At 12 p.m. on Thursday, a woman with shoulder length green, purple and blue colored hair sat side-by-side another woman with a light brown messy bun at a round table in the science room with a binder laying open between them as they discussed the topics of earth science.
The women continued to whisper in deep conversation for 20 minutes, surrounded by white boards with blue and purple diagrams and scientific formulas. “I haven’t taken this class, but I can figure it out,” said the colorful haired woman known as Anna Tingley, who has a master’s degree in medical science with a concentration in anatomy and a bachelor’s in biology but tutors all scientific subjects at the college.

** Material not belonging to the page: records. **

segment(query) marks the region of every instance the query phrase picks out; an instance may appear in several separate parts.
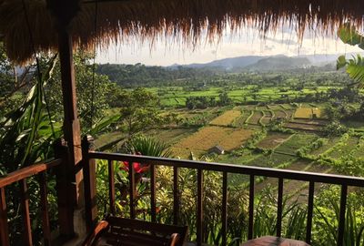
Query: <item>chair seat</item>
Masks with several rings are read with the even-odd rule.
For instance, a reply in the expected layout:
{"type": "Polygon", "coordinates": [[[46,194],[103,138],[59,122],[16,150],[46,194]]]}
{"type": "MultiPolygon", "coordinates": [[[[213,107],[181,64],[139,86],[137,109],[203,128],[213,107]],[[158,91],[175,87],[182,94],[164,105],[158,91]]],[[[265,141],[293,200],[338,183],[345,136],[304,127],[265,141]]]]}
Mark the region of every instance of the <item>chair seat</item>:
{"type": "Polygon", "coordinates": [[[187,227],[108,217],[100,221],[84,246],[182,246],[187,227]]]}
{"type": "Polygon", "coordinates": [[[309,246],[309,244],[297,240],[265,236],[248,241],[241,246],[309,246]]]}

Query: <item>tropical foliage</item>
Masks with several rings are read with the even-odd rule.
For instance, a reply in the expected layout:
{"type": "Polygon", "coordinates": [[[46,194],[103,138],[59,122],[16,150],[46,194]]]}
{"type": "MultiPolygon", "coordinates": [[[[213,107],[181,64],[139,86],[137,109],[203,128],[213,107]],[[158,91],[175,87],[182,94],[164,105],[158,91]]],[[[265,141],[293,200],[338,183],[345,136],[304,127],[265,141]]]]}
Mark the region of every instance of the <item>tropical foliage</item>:
{"type": "MultiPolygon", "coordinates": [[[[350,23],[345,24],[338,31],[339,37],[345,44],[350,46],[358,46],[359,48],[364,49],[364,36],[359,33],[350,25],[350,23]]],[[[341,68],[346,67],[347,73],[352,79],[356,81],[355,85],[359,87],[364,87],[364,58],[360,55],[353,56],[350,59],[346,59],[345,56],[341,56],[338,58],[337,67],[341,68]]]]}

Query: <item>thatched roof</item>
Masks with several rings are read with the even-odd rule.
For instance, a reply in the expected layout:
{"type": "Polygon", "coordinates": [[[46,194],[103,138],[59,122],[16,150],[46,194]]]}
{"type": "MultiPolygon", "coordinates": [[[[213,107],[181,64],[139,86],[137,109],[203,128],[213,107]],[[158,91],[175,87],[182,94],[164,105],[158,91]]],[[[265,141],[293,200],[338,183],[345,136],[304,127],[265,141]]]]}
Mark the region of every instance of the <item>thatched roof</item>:
{"type": "MultiPolygon", "coordinates": [[[[46,0],[24,0],[37,51],[56,49],[56,25],[46,0]]],[[[224,28],[245,26],[261,32],[290,24],[298,37],[305,29],[332,33],[350,21],[363,26],[363,0],[98,0],[84,1],[71,25],[75,46],[106,47],[127,38],[138,40],[174,36],[185,45],[221,35],[224,28]]],[[[9,57],[24,62],[32,55],[22,0],[0,0],[0,34],[9,57]]]]}

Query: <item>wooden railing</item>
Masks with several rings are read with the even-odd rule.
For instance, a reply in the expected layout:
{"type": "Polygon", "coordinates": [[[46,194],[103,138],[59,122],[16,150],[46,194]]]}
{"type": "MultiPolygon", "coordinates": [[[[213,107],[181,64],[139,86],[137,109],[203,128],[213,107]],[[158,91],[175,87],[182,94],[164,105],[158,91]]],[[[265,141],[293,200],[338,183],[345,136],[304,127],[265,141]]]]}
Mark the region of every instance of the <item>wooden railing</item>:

Even though Tingley was not completely confident about the earth science subject, she knew it was important to let the student know her thought process along the way. As Tingley sat in the cushioned chair, legs crossed in a blue dress with red and white umbrellas printed on it and a long black velvet jacket almost touching the carpet, she asked the young woman about what she knew already, and they conversed about a new method to figure out the problem.
“Wow. That makes sense,” said the earth science student with a light brown messy bun.
Since 2010, Tingley has been committed to the job of teaching students the different subjects of science such as organic chemistry, anatomy, earth science, biology and physics. From 9 a.m. to 7 p.m. there were students spitting out questions for Tingley like a tennis ball launcher.
“I walk in and there are people walking in with me asking questions as I open the door and it feels overwhelming,” said Tingley.
There were times when the day was a complete blur. The same feeling of being anxious from answering numerous questions at once never left from the moment she opened the door until the moment she closed it.
“Tutoring is a fairly difficult type of job because it is mentally strenuous for continuous amount of time. It is not just little repetitive tasks that are easy to perform, there are really stimulating type of problems,” said Tingley.
There were days when waves of students demanded questions to be answered. No matter what Tingley may feel it is important to give the same type of enthusiasm to each person. As Tingley’s gold and black combat boots hit the pavement on her way out the building, there were six students trailing behind her.